Significa apenas que o que antes era rastreado, monitorado e comunicado, agora pode ficar escondido nos silos internos, longe dos olhos de investidores, reguladores e sociedade.
E, num mundo onde confiança é o ativo central da economia, reduzir visibilidade é um movimento perigoso.
Quem perde a capacidade de ver, perde a capacidade de gerir.
3. Empresas europeias podem até reportar menos. Mas o mercado continuará a exigir mais.
É aqui que o debate ganha profundidade.
Mesmo que a UE reduza obrigações legais, nada muda para investidores institucionais, bancos, fundos de impacto, organismos multilaterais e para as cadeias globais de fornecimento.
A pressão por dados continuará — e, em muitos casos, aumentará.
- Planos de transição continuam.
- Exigências climáticas continuam.
- Financiamento sustentável continua.
- Materialidade, due diligence, emissões e rastreabilidade continuam.
Ou seja:
A lei pode pedir menos, mas o mercado não recua.
4. E para países fornecedores — como o Brasil — o efeito é inverso: aumenta a pressão.
Se a Europa decide flexibilizar internamente, ela compensa exigindo mais da sua cadeia global.
É uma lógica simples:
Se eu não controlo tudo dentro de casa, passo a controlar melhor quem entra pela porta.
Isso significa que setores brasileiros — agronegócio, moda, alimentos, mineração, logística, florestal — continuarão sob o radar das exigências europeias.
E a lacuna criada dentro da Europa será preenchida fora dela, com mais:
- auditorias de risco
- rastreabilidade
- comprovação de práticas ambientais
- monitoramento de emissões
- requisitos de conformidade ESG
Para consultores brasileiros, isso não reduz demanda.
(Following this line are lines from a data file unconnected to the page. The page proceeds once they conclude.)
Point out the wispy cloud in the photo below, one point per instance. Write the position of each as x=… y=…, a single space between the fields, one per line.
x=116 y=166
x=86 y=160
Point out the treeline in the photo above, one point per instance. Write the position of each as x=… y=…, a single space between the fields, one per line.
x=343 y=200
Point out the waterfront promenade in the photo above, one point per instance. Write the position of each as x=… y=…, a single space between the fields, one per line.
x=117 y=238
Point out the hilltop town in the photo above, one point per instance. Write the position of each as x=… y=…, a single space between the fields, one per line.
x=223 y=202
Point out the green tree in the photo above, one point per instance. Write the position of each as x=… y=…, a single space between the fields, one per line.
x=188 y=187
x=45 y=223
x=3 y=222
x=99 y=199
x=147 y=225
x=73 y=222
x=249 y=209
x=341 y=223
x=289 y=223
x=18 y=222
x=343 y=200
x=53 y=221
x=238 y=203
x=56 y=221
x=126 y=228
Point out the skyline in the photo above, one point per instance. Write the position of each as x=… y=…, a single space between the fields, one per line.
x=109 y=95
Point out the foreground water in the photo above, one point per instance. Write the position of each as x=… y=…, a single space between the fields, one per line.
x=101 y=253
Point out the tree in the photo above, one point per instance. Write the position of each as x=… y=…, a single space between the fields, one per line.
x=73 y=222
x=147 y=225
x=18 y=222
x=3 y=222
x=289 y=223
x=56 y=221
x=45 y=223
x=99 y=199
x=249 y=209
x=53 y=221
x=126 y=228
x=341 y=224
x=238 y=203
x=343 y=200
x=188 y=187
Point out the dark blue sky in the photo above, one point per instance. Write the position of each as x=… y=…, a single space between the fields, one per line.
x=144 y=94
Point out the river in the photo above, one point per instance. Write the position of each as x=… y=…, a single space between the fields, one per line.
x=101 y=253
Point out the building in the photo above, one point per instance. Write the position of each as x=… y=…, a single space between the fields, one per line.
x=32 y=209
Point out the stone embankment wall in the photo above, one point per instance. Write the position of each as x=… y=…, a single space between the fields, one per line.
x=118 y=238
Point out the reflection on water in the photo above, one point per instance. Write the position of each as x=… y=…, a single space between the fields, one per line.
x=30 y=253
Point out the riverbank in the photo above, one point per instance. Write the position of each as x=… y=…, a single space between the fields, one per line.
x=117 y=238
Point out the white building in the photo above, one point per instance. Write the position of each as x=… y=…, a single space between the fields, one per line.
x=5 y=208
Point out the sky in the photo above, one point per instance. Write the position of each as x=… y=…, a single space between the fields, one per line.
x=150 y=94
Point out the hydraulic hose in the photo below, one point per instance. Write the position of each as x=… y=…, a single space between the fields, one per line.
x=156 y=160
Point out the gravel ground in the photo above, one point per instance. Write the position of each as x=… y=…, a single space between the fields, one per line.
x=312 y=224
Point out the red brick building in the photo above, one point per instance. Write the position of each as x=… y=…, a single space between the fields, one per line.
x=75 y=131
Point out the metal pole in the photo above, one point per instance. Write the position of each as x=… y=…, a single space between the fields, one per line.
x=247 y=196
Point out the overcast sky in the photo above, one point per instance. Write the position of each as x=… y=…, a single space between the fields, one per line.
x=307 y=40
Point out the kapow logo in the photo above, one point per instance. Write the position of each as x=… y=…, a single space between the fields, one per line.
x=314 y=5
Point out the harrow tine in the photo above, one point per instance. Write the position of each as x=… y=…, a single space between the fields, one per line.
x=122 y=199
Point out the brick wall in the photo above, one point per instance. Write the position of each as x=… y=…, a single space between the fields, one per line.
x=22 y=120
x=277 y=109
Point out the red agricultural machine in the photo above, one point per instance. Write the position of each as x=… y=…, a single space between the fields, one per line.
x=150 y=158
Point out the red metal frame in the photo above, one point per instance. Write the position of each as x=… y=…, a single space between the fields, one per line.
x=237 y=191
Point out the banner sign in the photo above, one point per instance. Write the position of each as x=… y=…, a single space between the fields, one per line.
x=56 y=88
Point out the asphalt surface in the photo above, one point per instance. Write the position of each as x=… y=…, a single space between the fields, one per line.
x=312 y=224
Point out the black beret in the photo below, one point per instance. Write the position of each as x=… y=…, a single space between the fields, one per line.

Amplia.
A Europa pode flexibilizar normas domésticas, mas não pode flexibilizar a confiança que exige dos parceiros comerciais.
5. A verdadeira mudança não é regulatória. É estrutural.
Estamos a assistir ao início de uma transição em que:
- regulação deixa de ser o motor principal da sustentabilidade
- mercado e geopolítica passam a definir o ritmo
- autorregulação ganha protagonismo
- gestão de risco substitui checklists
- competitividade verde torna-se diferencial estratégico, não obrigação
Isso exige outro tipo de profissional. Não o consultor que responde a formulários, mas o que entende sistemas. Não o que “preenche requisitos”, mas o que interpreta incertezas. Não o que traduz normas, mas o que traduz riscos.
6. Então, o que a decisão da UE realmente nos diz?
Que sustentabilidade entrou numa nova era.
- Menos burocrática.
- Mais estratégica. Menos normativa.
- Mais geopolítica.
- Menos previsível.
- Mais exigente.
E, sobretudo, mais dependente de profissionais capazes de navegar contradições.
Porque quando o cenário é claro, todos sabem o que fazer. Mas quando o cenário se torna ambíguo — como agora — quem sabe pensar, analisar e antecipar vira referência.
A pergunta não é se a UE está retrocedendo
A pergunta é: quem vai liderar neste novo terreno em que o regulador recua, mas os riscos avançam?
E, para quem trabalha com sustentabilidade, esta é menos uma ameaça e mais uma convocação.